--- a/thys2/Paper/Paper.thy Mon Mar 21 10:44:58 2022 +0000
+++ b/thys2/Paper/Paper.thy Tue Mar 22 09:40:24 2022 +0000
@@ -1421,11 +1421,22 @@
Given the growth of the
derivatives in some cases even after aggressive simplification, this
is a hard to believe fact. A similar claim about a theoretical runtime
- of @{text "O(n\<^sup>2)"} is made for the Verbatim lexer, which calculates POSIX matches and is based on
- derivatives \cite{verbatim}. In this case derivatives are not simplified.
+ of @{text "O(n\<^sup>2)"} is made for the Verbatim lexer, which calculates
+ POSIX matches and is based on
+ derivatives \cite{verbatim}. In this case derivatives are not even simplified.
+ They write: ``For a specific list of lexical rules, Verbatim has quadratic
+ theoretical time complexity with respect to the length of the input string.''
+ While their correctness proof for Verbatim is formalised in Coq, the claim about
+ the runtime complexity is only supported by emperical evidence.
+ When we
+ tried out their extracted OCaml code with our example
+ \mbox{@{text "(a + aa)\<^sup>*"}}, it took around 5 minutes to tokenise a
+ string of 40 $a$'s and that increased to approximately 19 minutes when the
+ string was 50 $a$'s long. Given that derivatives are not simplified in
+ the work on Verbatim, such numbers are not surprising.
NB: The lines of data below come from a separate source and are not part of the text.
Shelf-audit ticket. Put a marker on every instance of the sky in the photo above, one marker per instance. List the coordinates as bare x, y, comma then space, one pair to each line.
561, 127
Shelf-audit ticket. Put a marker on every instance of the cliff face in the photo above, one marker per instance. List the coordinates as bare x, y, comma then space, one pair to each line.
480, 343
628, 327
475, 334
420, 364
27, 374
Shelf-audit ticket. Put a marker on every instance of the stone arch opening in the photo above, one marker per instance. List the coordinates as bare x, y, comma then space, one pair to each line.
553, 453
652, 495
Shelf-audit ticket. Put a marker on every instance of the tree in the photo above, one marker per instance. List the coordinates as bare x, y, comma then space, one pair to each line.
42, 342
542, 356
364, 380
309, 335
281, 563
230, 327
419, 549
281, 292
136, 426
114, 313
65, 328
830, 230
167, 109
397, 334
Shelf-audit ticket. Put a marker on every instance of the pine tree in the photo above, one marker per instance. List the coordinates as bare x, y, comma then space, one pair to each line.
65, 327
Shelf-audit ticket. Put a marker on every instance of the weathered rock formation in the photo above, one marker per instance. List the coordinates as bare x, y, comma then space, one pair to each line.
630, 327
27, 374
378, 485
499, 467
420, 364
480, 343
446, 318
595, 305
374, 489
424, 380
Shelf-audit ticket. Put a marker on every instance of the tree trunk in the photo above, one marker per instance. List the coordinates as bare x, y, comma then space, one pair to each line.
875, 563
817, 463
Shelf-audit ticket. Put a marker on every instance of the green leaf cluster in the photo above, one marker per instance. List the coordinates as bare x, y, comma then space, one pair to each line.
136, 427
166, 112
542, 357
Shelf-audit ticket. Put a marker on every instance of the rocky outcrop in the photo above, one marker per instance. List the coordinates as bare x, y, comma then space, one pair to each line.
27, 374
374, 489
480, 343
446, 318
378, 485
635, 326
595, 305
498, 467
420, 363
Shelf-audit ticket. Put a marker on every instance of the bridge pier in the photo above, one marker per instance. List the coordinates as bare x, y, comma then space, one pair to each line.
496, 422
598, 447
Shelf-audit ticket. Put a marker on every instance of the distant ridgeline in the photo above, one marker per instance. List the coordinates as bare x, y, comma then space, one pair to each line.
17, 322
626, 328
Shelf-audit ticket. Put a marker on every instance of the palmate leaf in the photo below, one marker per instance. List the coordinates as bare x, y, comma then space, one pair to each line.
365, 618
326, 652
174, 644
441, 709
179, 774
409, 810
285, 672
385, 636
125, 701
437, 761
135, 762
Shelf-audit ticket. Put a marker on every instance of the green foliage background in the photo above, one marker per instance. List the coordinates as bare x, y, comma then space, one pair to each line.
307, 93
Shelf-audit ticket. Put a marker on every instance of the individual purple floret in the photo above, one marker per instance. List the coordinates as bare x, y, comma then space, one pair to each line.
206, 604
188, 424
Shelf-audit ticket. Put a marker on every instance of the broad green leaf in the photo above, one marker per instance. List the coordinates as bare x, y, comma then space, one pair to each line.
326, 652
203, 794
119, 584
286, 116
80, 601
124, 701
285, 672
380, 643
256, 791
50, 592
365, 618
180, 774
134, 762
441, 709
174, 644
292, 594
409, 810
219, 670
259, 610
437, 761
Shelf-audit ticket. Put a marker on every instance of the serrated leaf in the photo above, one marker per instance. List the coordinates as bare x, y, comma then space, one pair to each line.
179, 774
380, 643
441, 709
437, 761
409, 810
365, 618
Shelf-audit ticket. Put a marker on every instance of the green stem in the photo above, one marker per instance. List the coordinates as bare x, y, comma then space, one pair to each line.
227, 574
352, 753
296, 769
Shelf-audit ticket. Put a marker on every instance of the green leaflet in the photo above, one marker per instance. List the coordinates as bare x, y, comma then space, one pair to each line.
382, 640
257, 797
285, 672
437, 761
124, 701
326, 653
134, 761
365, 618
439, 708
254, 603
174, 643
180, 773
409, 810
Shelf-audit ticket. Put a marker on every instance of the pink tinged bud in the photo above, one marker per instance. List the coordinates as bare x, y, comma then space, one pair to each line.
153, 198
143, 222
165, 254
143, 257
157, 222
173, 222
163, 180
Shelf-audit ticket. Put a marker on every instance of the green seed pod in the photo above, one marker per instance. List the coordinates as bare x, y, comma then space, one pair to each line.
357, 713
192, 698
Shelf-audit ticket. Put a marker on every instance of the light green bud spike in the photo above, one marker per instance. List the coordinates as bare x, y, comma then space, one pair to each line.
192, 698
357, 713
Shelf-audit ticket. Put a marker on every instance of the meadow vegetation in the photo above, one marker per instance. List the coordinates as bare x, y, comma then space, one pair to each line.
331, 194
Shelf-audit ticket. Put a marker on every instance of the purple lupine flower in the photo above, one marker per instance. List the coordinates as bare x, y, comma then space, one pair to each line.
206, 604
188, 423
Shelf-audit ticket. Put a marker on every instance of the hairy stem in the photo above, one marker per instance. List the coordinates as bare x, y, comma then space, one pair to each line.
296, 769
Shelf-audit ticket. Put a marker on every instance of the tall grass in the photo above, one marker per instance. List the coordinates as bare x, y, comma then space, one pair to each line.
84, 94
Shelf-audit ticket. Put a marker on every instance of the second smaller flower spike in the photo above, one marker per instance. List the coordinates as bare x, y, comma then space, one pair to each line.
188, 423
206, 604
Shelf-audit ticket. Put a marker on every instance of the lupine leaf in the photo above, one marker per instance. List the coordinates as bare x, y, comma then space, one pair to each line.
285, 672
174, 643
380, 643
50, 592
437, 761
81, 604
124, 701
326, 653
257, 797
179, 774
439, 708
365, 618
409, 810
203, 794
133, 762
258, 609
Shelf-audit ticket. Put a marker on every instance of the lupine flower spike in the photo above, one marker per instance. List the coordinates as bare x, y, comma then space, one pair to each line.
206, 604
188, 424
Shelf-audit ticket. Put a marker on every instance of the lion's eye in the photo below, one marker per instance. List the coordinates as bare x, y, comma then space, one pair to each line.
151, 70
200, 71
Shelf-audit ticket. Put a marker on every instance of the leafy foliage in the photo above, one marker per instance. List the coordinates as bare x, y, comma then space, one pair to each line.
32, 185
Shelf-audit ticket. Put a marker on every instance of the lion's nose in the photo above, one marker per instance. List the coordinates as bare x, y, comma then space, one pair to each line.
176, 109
Clearly our result of having finite
- derivatives is rather weak in this context but we think such effeciency claims
- require further scrutiny.\medskip
+ derivatives might sound rather weak in this context but we think such effeciency claims
+ really require further scrutiny.\medskip
\noindent
Our Isabelle/HOL code is available under \url{https://github.com/urbanchr/posix}.
Binary file thys2/paper.pdf has changed